3. What genre does your book fall under?
YA Science Fiction
4. Which actors would you choose to play your characters in a movie rendition?
Let’s see if it gets picked up first.
5. What is a one-sentence synopsis of the book?
I hate writing these. How about a paragraph?
Tanwen’s father trained her to be a survivor, but the colony will train her to be a spy. When a rogue collective takes aim at the colony’s water supply, she’s ordered to infiltrate enemy territory. Away from her family and friends, Tanwen must come to terms with all she thought she knew about her life. And when her mission objective changes from recon to sabotage, she’ll learn what’s really worth saving.
6. Will your book be self-published or represented by an agency?
Representation, I hope. One day. Fingers crossed!
7. How long did it take you to write the first draft of the manuscript?
The idea was kicking around in my head Spring/Summer of 2011. Starting in Fall 2011, I started treating it as a novel and had a full draft by late Spring 2012. It’s complete and polished and I’m largely pleased with it, but still making the occasional tweak.
8. What other books would you compare this story to in your genre?
The dreaded comparables question?
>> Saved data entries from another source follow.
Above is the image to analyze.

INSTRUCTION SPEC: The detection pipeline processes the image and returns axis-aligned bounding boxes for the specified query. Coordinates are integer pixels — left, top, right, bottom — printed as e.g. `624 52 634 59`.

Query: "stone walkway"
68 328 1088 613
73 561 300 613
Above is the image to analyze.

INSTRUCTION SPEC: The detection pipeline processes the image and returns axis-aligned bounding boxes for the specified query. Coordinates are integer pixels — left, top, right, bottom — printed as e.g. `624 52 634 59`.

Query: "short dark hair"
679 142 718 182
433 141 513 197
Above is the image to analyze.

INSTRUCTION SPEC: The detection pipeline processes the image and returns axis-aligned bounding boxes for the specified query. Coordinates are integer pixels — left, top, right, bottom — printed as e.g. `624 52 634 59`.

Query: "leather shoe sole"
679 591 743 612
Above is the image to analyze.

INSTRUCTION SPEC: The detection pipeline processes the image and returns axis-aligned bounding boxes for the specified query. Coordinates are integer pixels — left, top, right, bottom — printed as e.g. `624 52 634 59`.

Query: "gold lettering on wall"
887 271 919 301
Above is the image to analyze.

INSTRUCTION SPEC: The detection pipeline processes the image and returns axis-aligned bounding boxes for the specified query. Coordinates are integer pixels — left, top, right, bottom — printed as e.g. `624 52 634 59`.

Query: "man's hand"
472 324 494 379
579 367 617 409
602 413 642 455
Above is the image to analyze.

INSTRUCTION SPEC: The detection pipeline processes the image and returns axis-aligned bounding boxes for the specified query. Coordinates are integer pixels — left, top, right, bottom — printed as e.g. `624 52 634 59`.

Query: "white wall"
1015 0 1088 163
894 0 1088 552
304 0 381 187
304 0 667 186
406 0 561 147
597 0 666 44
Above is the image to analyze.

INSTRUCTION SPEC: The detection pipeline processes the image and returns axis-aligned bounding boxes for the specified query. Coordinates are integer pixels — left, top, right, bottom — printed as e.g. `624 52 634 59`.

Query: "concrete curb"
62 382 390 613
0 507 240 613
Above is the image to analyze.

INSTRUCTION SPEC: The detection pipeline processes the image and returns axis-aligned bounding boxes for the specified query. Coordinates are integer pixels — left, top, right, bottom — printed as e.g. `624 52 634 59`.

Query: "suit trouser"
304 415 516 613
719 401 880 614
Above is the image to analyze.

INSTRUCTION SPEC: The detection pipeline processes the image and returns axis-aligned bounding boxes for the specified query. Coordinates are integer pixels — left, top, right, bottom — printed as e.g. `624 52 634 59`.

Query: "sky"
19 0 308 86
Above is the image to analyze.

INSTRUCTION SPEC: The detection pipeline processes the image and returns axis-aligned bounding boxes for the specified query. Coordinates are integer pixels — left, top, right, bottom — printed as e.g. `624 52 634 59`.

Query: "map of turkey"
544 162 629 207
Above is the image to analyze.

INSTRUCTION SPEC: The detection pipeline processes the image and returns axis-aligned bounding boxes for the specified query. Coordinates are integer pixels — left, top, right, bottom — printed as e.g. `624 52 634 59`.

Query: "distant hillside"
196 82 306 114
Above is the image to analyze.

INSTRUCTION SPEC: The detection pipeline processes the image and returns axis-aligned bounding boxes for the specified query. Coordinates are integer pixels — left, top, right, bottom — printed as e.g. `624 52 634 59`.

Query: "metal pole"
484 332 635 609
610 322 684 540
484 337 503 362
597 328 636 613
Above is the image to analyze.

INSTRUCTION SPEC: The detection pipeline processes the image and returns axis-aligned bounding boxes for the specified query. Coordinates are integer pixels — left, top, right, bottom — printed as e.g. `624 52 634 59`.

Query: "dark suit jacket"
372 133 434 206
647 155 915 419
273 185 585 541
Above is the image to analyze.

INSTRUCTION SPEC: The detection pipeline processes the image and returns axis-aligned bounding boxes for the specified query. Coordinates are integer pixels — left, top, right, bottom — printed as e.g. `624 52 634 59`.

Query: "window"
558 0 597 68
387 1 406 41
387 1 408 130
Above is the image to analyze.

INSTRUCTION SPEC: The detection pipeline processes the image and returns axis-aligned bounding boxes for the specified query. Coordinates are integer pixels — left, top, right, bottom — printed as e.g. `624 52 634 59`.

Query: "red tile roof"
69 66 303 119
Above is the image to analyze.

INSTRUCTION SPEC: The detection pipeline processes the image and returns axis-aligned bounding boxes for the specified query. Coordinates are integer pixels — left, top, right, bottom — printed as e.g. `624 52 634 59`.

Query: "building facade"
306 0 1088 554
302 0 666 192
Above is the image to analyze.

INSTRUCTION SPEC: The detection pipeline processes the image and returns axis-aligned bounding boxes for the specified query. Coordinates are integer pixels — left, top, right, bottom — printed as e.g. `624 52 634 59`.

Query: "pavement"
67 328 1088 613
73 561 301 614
I think this meme hates me ;)
9. Who or what inspired you to write this book?
See Q2. I also wanted to explore a couple different themes:
- Sacrificing what you want for the good of the community
- How specialized education/skillsets can lock you into unwanted trajectories
- We don’t have to repeat the mistakes of our parents
- Grief and all the different shapes it takes
- And, of course, hope in the future
10. What else about your book might pique the reader’s interest?
The southwestern setting is a huge part of the story, despite its SF trappings. Many elements are rooted in the culture and the people who make the high desert their home—and some things were ripped straight from the headlines. Granted most readers won’t care about all that, but it was important for me to have that extra layer of authenticity.
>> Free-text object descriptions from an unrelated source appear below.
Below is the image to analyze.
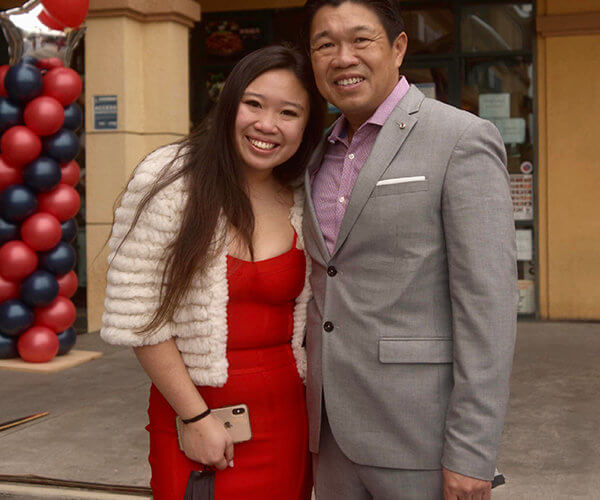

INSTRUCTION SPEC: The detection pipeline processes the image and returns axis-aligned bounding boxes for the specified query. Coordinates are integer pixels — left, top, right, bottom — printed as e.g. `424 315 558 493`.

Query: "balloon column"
0 0 87 362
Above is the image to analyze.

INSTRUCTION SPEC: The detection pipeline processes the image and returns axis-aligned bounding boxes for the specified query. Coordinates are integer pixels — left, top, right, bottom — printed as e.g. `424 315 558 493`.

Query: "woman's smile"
235 68 309 176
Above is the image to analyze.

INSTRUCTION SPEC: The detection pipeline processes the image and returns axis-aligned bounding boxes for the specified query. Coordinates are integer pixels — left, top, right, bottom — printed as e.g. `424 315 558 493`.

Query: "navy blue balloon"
0 97 23 133
4 64 43 103
42 129 79 163
23 156 61 193
61 218 77 243
63 103 82 131
21 57 38 66
20 270 59 308
39 242 76 275
0 299 34 337
0 333 18 359
0 217 19 244
0 185 38 222
56 327 76 356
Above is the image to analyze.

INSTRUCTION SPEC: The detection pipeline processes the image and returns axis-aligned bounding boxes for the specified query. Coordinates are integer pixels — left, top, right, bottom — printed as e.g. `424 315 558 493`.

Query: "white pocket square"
376 176 426 186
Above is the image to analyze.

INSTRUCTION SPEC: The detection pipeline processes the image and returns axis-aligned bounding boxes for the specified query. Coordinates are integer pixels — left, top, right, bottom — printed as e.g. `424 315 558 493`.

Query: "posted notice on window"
516 229 533 261
479 93 510 119
510 174 533 221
I also wanted to present a possible, if not probable, apocalyptic scenario because so many other books gloss over what happens in the past. In Fireproof, the connections between what happened and its impact on the resulting society are tightly drawn, showing the messy transition from apocalyptic event to resulting post-apocalyptic society. One of my trusted readers called it a pre-post-apocalyptic story, which is awkward to say, but in some ways accurately captures my intention.
Thanks again to Fran Wilde for tagging me!